Tuesday, July 08, 2008

The case for case sensitive OpenID URL checking

URLs on the Internet are case sensitive by definition.  Some web servers choose to be case insensitive.  To treat OpenID urls as anything but case sensitive for purposes of identifying a user introduces a grave security risk.  Implementers of OpenID should be cautious when using case-insensitive string comparisons and be aware that in most cases checks should be case sensitive.

OpenID Claimed Identifiers

Consider the tale of three URLs:

  1. http://MYPROVIDER.org/myuser
  2. http://myprovider.org/myuser
  3. http://myprovider.org/MYUSER

If entered into an OpenID login box, which combination of these URLs are guaranteed to represent the same identifier and therefore the same person?  (go ahead and think about it)...

If you decided all three, from an intuitive user perspective, you'd be right.  But from a security perspective, only 1 and 2 should be recognized as the same.  An RFC-abiding, self-respecting web server may be case sensitive for the path in its URL.  Linux/Apache servers may be configured this way quite easily, perhaps even by default in some cases.  Therefore an OP that does not take specific precautions to prevent multiple identifiers that differ only in casing from existing simultaneously would be open to the following attack:

  1. User A visits myprovider.org and acquires the myprovider.org/myuser identifier.
  2. User A visits somerp.com and logs in as myprovider.org/myuser.
  3. User B seeks to spoof User A's identity on somerp.com. 
  4. User B visits myprovider.org and acquires the myprovider.org/MYUSER identifier.
  5. User B visits somerp.com and logs in as myprovider.org/MYUSER.
  6. somerp.com does a case insensitive comparison and considers User B to be the same person as User A.  somerp.com grants all access that User A should get to User B.

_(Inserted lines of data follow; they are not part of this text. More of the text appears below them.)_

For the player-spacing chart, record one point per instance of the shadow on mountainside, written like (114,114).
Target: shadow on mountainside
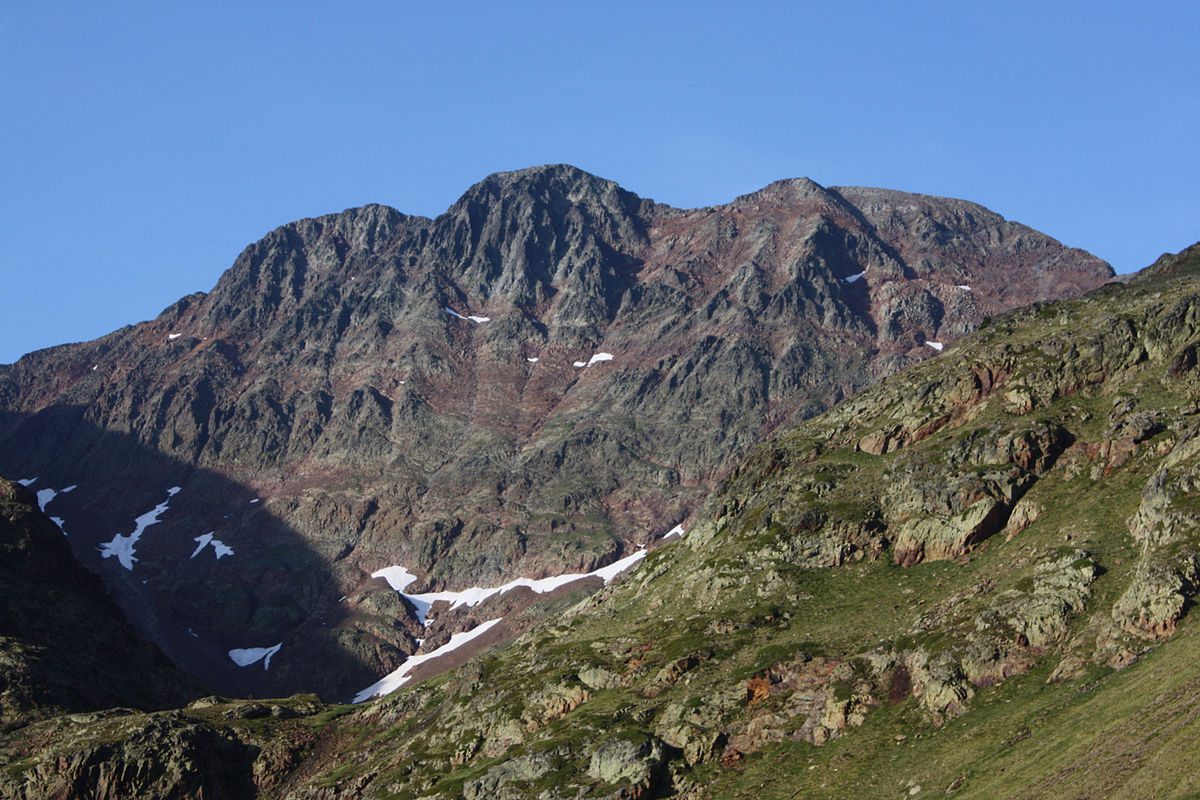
(195,605)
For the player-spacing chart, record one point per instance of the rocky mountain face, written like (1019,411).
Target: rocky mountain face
(64,643)
(549,374)
(973,579)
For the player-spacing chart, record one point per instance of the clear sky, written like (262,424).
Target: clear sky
(147,143)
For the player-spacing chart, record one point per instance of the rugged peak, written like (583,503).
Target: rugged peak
(787,190)
(527,234)
(552,185)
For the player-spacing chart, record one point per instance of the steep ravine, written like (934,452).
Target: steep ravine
(371,389)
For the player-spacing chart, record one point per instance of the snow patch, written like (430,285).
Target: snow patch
(472,318)
(121,546)
(400,677)
(246,656)
(45,497)
(400,578)
(219,547)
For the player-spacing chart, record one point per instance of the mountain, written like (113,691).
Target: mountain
(64,644)
(537,382)
(972,579)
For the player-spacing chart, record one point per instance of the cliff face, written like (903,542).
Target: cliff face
(372,389)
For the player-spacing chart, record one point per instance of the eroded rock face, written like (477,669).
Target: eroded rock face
(402,390)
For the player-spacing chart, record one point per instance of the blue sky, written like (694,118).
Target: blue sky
(145,144)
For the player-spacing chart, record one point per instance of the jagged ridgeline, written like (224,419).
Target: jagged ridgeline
(534,383)
(972,579)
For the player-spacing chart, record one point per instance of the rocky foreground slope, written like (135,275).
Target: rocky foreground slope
(972,579)
(535,382)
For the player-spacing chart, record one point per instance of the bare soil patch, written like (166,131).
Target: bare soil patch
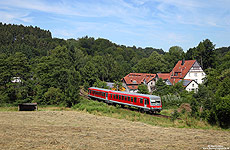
(79,130)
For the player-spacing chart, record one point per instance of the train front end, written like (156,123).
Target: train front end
(155,104)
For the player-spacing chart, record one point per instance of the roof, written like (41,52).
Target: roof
(138,78)
(186,82)
(147,95)
(133,87)
(180,70)
(110,84)
(163,76)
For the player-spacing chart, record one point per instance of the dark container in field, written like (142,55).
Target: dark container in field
(27,107)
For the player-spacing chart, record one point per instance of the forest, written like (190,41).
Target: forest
(51,71)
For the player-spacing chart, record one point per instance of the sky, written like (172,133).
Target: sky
(140,23)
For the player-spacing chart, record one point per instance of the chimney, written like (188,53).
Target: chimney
(183,62)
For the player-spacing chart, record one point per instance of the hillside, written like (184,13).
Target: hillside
(51,70)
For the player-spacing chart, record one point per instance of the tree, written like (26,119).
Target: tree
(175,54)
(100,84)
(153,64)
(143,89)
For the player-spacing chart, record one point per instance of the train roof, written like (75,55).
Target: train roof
(147,95)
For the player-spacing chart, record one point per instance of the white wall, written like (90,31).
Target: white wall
(192,86)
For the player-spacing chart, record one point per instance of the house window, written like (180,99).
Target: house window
(141,100)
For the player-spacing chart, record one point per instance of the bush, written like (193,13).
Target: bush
(223,112)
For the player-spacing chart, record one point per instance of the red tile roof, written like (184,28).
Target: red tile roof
(138,78)
(163,76)
(133,87)
(185,83)
(180,70)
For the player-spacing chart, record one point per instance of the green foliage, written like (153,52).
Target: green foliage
(143,89)
(153,64)
(100,84)
(175,54)
(50,70)
(174,115)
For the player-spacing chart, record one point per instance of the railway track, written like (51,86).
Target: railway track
(85,95)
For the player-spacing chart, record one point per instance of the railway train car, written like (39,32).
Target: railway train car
(144,102)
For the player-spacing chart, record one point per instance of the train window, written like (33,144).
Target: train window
(141,100)
(147,101)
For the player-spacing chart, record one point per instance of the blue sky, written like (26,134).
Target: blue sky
(143,23)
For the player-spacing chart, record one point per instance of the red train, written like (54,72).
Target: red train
(144,102)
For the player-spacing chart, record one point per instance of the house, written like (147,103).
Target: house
(187,71)
(190,72)
(132,80)
(164,76)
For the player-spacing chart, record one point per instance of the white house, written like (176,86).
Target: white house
(190,72)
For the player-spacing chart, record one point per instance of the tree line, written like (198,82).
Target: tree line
(51,70)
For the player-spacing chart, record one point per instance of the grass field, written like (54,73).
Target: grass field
(81,130)
(96,125)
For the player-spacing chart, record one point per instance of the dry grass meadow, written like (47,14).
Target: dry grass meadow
(80,130)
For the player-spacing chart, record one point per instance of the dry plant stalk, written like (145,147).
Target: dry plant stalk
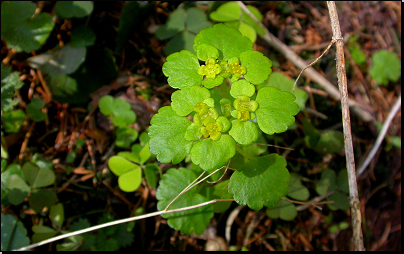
(346,123)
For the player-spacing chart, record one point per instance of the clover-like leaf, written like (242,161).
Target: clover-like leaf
(260,182)
(276,110)
(297,190)
(184,100)
(13,233)
(181,69)
(37,177)
(258,66)
(280,81)
(41,198)
(244,132)
(283,209)
(211,154)
(242,87)
(386,67)
(167,136)
(228,41)
(192,221)
(21,28)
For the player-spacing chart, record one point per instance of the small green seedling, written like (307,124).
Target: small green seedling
(231,14)
(210,129)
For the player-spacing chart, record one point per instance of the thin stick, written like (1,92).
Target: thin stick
(346,123)
(112,223)
(381,136)
(310,72)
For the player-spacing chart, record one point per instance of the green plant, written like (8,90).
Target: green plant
(213,138)
(233,16)
(182,26)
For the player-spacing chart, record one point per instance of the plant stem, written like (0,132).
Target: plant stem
(346,123)
(112,223)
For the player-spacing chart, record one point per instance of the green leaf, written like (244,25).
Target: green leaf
(74,9)
(192,221)
(125,136)
(21,28)
(150,175)
(226,12)
(283,209)
(181,69)
(276,110)
(167,136)
(280,81)
(57,215)
(244,132)
(37,177)
(34,110)
(60,61)
(228,41)
(386,67)
(196,20)
(42,233)
(106,105)
(297,190)
(41,198)
(9,83)
(131,180)
(258,66)
(82,36)
(181,41)
(242,87)
(17,189)
(260,182)
(13,233)
(119,166)
(327,182)
(175,24)
(12,121)
(210,154)
(184,100)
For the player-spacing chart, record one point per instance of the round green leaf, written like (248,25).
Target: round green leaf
(120,166)
(244,132)
(167,136)
(41,198)
(131,180)
(17,189)
(13,233)
(192,221)
(82,36)
(210,154)
(174,25)
(242,87)
(283,209)
(228,41)
(181,69)
(297,190)
(21,28)
(37,177)
(260,182)
(276,110)
(106,104)
(60,61)
(184,100)
(258,66)
(204,51)
(386,67)
(74,9)
(226,12)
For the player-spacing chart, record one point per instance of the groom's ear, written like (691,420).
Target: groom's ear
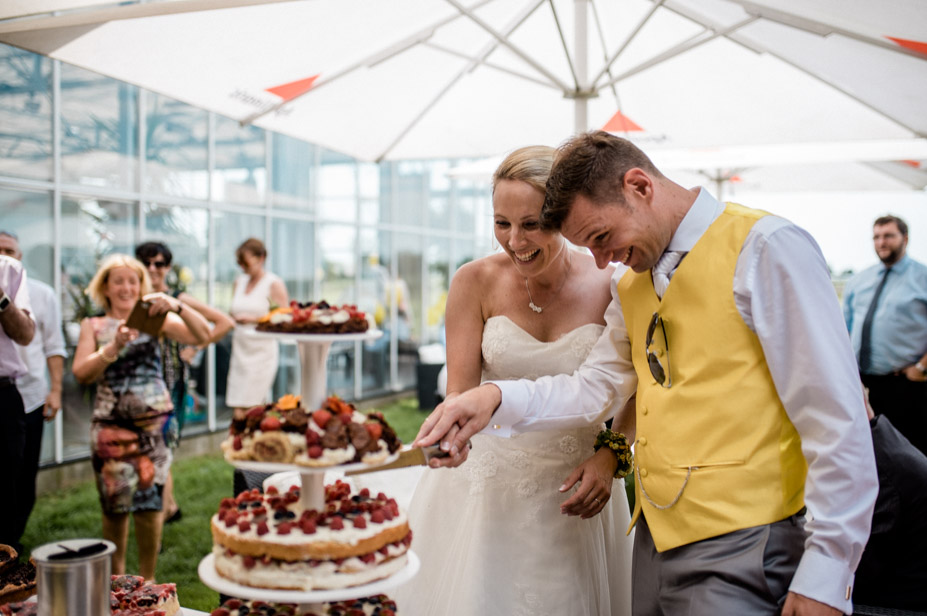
(637,183)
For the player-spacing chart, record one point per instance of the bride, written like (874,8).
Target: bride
(492,535)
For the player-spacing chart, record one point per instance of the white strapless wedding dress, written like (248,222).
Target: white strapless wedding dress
(490,534)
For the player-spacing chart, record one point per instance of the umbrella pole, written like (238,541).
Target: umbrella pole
(580,31)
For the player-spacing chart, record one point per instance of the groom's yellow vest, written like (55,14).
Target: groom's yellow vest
(718,439)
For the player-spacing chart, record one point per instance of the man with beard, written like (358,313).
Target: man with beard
(886,312)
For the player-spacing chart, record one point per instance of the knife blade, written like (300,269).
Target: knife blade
(412,456)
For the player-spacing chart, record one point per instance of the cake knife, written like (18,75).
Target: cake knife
(408,456)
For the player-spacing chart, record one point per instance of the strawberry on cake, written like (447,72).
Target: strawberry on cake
(269,541)
(286,432)
(314,318)
(378,605)
(131,595)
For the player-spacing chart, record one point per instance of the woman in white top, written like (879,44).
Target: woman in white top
(253,364)
(492,535)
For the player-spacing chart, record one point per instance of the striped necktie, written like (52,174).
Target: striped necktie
(865,344)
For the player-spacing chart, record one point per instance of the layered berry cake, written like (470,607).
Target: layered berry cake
(314,318)
(379,605)
(269,541)
(130,595)
(286,432)
(17,579)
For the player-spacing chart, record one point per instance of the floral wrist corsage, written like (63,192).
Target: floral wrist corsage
(618,443)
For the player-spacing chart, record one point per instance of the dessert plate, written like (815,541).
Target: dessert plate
(207,573)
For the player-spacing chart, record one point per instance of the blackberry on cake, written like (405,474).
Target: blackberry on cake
(286,432)
(378,605)
(269,541)
(314,318)
(17,581)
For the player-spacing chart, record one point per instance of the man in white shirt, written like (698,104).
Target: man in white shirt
(41,396)
(744,378)
(16,328)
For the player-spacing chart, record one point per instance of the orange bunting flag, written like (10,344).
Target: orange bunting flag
(289,91)
(620,123)
(918,46)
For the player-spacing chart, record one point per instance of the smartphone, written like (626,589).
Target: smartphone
(140,320)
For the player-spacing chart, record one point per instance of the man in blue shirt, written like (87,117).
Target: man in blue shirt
(886,312)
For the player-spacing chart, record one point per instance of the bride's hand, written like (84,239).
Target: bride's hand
(595,476)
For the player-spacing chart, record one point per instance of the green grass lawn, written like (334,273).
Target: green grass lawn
(200,483)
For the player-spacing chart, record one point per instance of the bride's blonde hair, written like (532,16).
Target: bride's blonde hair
(530,164)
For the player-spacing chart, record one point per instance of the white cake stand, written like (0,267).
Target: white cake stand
(306,599)
(312,478)
(313,358)
(313,380)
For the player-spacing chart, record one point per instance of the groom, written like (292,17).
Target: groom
(749,405)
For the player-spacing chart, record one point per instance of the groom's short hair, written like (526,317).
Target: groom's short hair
(593,165)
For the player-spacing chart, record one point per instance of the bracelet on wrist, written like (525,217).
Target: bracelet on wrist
(106,357)
(618,443)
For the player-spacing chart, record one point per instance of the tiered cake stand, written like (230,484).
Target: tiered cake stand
(313,357)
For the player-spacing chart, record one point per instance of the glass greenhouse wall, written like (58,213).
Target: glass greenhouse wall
(90,166)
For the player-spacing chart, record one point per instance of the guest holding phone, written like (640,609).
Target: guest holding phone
(132,403)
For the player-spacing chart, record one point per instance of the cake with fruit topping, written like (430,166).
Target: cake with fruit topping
(17,579)
(378,605)
(286,432)
(131,595)
(314,318)
(269,541)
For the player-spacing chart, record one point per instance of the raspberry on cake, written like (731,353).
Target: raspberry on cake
(17,581)
(269,540)
(131,595)
(287,433)
(314,318)
(378,605)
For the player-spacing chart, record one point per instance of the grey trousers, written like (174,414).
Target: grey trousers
(743,573)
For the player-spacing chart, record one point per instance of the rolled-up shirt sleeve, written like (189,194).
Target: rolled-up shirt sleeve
(786,296)
(594,392)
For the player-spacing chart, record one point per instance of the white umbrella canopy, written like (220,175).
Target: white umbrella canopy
(471,78)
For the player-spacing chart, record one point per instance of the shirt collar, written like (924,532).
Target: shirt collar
(899,266)
(704,211)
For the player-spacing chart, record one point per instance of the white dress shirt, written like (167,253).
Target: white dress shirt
(47,342)
(13,282)
(783,291)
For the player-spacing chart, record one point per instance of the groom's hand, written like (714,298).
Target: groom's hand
(800,605)
(455,420)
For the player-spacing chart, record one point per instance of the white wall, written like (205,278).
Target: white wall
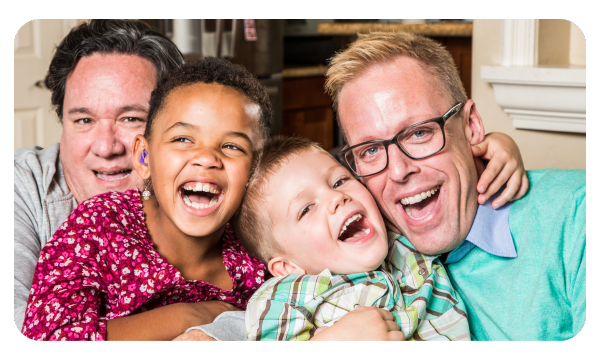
(560,43)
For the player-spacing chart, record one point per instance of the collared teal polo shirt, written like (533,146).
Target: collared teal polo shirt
(520,269)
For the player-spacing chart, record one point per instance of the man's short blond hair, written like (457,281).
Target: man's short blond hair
(381,47)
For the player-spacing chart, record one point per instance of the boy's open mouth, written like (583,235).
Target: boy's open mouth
(354,228)
(200,195)
(419,206)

Now, who broke a rule here?  Although some might argue that myprovider.org is a poor Provider, it hasn't actually violated any RFCs or the OpenID spec.  And since somerp.com has no way of knowing whether given Provider is case sensitive or not, to prevent the above identity spoofing scenario it MUST perform a case sensitive comparison.

Now the one exception to this is in the authority area of the URI.  The authority is the hostname.myprovider.org area of the URL.  The authority is case insensitive because DNS is case insensitive and the authority is not sent as part of the GET line in the HTTP protocol (it may be sent as one of the HTTP headers afterward, but no server can rightly be case sensitive on that particular header).  So to be fully correct, safe, and as user-friendly as possible, the URL should be compared in two parts: the authority which would be case insensitive, and the path+query+fragment segment which would be case sensitive.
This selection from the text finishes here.